It started with an Instagram of a blogger. She wasn't doing anything particularly irritating or awful, but I just felt unhappy when I looked at the photo. I couldn't even tell you what exactly the picture was or what the caption said, but I just remember the feeling that came over me: annoyance, unhappiness, and discontent.
It happened again just a few weeks later with a photo of a girl from college that I remember as not being very nice. I decided then and there that I'd had enough. "I don't need to follow these people on social media. Why am I flooding my life with people that make me unhappy?" I unfollowed her. The world didn't end. She probably wouldn't even care. No one called me out for cutting off a needless form of communication with someone I didn't actually even like. I went back to the blogger's page and unfollowed her, too.
So began my mission to rid my social media platforms of people who didn't make me happy. That boy I'd dated for a few months? Gone. Girls who were just outright nasty to my friends and me in college? See ya! Fitness models who made me feel less than adequate in my own skin? Over it.

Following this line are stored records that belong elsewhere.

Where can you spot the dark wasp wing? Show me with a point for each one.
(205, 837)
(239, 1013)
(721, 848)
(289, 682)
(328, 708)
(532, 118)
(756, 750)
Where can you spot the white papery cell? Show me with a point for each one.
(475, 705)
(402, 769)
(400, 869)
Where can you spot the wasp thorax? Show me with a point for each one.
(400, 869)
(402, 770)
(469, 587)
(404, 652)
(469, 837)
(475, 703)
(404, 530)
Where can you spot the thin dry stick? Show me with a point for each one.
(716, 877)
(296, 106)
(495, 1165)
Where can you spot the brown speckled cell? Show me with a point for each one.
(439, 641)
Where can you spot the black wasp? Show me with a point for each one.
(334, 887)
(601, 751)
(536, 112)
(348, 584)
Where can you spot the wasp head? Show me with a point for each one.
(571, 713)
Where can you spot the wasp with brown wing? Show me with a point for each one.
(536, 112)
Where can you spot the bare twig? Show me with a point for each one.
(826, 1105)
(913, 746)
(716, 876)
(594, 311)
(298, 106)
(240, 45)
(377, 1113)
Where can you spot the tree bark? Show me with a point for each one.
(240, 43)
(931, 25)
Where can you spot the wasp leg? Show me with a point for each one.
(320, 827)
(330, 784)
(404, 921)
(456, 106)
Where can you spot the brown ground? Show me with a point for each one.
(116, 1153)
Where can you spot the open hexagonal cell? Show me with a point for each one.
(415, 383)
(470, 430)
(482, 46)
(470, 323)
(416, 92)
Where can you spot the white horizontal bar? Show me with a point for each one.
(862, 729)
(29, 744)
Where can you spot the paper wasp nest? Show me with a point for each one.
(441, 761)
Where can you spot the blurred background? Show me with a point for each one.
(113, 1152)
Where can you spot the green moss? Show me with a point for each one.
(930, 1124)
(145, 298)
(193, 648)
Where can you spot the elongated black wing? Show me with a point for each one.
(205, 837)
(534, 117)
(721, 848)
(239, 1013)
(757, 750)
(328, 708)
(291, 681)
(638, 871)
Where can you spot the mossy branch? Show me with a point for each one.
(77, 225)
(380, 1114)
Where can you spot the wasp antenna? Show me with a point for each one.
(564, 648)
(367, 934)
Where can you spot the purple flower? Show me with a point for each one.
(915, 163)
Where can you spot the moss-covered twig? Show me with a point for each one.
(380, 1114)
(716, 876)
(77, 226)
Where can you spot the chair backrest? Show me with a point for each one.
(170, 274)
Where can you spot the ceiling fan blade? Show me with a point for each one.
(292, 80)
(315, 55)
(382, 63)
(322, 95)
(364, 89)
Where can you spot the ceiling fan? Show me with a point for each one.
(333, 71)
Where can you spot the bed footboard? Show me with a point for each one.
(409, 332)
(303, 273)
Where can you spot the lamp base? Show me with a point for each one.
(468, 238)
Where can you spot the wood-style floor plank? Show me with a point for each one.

Social media doesn't have to be the toxic place everyone says it is, but you have to be willing to make the first move to make it that way.
Working as a social media strategist, it's hard to do a digital detox or just give up all social media platforms, but it also didn't need to make me unhappy whenever I was on it throughout the day. Plus, I actually really like social media when it's a healthy space for me. So instead of the extreme choice of giving it all up, I decided I'd fill my feed with the people and things that made me the happiest and didn't send my mood into a tailspin. I followed the people I'm actually still friends with, my family, my fitness instructors who inspire me, bloggers who post stunning photos, and meme accounts that make me laugh out loud.
Being selective about the people you surround yourself with is important for your health and self-care, and that extends far beyond who is in your friend group. For so long I let a fear of being accepted and liked control who I should follow and interact with. That pit in my stomach when I thought of unfollowing someone I didn't care for as a person was what kept me from purging my feed — all because I thought it would be awkward if they knew I unfollowed them or if they (gasp!) unfollowed me back. When I realized how much better I felt when I didn't see that blogger post a video that made me roll my eyes or a picture of my ex that brought me to tears, I knew I had made the right decision.
Now, my feed fills me with joy when I see my friends post about their vacations, my family with their partners, bloggers whose outfits I draw inspiration from, and fitness accounts that motivate me instead of beat me down. Social media doesn't have to be the toxic place everyone says it is, but you have to be willing to make the first move to make it that way.